Under the agreement, Cerner will also send an annual notice, for a period of no less than three years, to all plan participants reminding them about the benefits of investment diversification.

The original complaint says the defendants breached their Employee Retirement Income Security Act (ERISA) fiduciary duties by failing to objectively and adequately review the plan’s investment portfolio with due care to ensure that each investment option was prudent, in terms of cost, and maintaining certain funds in the plan despite the availability of identical or similar investment options with lower costs and/or better performance histories.

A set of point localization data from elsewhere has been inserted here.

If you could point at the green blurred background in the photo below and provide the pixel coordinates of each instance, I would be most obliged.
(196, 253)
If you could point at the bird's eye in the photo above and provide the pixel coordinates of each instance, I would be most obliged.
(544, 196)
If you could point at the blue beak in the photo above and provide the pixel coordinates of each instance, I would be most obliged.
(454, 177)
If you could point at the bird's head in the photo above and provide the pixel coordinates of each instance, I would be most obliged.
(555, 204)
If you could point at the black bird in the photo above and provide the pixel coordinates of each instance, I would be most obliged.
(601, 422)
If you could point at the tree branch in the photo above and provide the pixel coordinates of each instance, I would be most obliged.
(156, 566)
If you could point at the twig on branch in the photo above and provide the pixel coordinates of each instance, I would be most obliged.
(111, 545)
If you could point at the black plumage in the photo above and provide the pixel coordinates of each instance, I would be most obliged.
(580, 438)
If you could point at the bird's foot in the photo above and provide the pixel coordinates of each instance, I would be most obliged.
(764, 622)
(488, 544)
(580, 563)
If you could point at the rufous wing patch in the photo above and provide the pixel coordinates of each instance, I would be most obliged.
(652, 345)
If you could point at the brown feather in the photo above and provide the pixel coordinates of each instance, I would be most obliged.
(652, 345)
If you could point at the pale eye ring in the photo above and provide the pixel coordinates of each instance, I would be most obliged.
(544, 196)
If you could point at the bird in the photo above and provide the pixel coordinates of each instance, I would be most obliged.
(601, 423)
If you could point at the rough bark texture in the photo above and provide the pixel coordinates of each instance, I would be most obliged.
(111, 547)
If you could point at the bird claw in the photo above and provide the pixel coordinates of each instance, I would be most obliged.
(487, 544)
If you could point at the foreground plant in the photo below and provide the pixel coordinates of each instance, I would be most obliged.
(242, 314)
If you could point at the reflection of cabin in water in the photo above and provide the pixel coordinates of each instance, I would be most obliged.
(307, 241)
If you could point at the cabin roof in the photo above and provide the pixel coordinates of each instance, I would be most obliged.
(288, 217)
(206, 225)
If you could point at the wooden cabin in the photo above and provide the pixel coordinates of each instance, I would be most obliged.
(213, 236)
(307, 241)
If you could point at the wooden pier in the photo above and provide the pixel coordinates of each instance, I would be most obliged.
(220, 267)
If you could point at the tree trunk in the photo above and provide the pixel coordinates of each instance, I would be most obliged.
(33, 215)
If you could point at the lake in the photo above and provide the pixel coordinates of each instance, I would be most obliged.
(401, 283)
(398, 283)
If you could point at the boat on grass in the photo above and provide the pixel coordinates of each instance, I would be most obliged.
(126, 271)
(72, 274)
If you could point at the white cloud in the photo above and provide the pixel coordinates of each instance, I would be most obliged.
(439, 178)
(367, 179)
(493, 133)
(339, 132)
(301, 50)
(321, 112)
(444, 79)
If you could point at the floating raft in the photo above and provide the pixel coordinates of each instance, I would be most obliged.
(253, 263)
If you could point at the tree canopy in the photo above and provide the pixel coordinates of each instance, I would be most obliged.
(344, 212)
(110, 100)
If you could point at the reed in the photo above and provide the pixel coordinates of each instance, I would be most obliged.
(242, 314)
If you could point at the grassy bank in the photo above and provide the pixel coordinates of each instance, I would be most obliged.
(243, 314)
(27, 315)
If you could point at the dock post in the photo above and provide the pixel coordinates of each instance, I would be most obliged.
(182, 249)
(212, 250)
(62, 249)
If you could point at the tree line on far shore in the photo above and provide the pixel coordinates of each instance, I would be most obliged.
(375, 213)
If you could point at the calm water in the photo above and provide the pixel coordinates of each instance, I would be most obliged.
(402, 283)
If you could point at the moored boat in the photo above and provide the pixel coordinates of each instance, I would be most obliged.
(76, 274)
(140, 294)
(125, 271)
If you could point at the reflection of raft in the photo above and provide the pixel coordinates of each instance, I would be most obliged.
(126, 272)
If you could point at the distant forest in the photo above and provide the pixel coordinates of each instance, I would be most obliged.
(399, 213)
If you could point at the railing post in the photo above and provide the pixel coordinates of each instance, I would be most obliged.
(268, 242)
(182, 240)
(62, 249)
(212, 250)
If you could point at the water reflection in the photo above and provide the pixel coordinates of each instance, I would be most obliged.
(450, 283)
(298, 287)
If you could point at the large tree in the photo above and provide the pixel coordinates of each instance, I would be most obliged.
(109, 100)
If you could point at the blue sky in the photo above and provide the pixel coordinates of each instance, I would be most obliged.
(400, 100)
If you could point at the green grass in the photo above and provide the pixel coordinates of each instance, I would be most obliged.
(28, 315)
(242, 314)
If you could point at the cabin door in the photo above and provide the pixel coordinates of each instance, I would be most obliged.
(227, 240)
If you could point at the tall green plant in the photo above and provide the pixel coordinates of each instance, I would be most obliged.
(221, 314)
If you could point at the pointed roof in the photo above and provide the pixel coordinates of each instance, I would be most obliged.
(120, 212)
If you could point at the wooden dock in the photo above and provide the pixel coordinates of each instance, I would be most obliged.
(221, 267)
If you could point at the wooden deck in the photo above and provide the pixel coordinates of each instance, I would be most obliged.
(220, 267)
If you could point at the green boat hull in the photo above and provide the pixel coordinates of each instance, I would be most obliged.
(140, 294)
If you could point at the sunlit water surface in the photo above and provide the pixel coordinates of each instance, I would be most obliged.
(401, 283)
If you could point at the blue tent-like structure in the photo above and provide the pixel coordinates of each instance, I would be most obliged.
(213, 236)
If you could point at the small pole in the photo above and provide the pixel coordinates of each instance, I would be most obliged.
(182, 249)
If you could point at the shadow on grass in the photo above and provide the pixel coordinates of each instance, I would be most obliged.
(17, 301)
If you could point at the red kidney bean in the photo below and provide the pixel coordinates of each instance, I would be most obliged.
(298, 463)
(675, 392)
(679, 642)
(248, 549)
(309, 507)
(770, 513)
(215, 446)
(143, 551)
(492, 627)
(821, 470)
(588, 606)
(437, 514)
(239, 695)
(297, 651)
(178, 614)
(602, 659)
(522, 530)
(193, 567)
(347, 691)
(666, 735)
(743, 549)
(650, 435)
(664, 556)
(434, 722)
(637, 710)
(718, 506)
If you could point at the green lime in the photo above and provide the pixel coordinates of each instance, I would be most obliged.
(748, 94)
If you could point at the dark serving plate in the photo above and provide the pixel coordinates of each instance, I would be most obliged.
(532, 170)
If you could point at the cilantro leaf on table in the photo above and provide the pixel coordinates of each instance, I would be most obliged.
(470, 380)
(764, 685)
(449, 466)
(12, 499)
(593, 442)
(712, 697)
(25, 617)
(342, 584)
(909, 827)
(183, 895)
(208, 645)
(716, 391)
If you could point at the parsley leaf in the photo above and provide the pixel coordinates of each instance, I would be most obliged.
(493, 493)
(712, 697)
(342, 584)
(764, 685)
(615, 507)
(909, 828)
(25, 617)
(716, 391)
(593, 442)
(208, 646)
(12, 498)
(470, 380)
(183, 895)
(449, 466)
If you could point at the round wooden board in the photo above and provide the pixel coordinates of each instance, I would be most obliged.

The plaintiffs argued that passively managed funds cost less than actively managed funds, institutional share classes cost less than investor share classes, and collective trusts and separate accounts cost less than their “virtually identical” mutual fund counterparts. They claimed that the defendants knew or should have known of the existence of cheaper share classes and/or collective trusts and should have immediately identified the prudence of transferring the plan’s funds into these alternative investments.

The complaint also accused the defendants of failing to monitor or control the plan’s recordkeeping expenses. The lawsuit alleged the plan fiduciaries failed to track the recordkeeper’s expenses by demanding documents that summarize and contextualize the recordkeeper’s compensation, such as fee transparencies, fee analyses, fee summaries, relationship pricing analyses, cost-competitiveness analyses, and multi-practice and standalone pricing reports. It accused the defendants of failing to identify all fees, including direct compensation and revenue sharing being paid to the plan’s recordkeeper.

About three months after the first lawsuit was introduced, a second one was filed that included similar allegations. That lawsuit was dismissed, and the plaintiff was allowed to join the first one.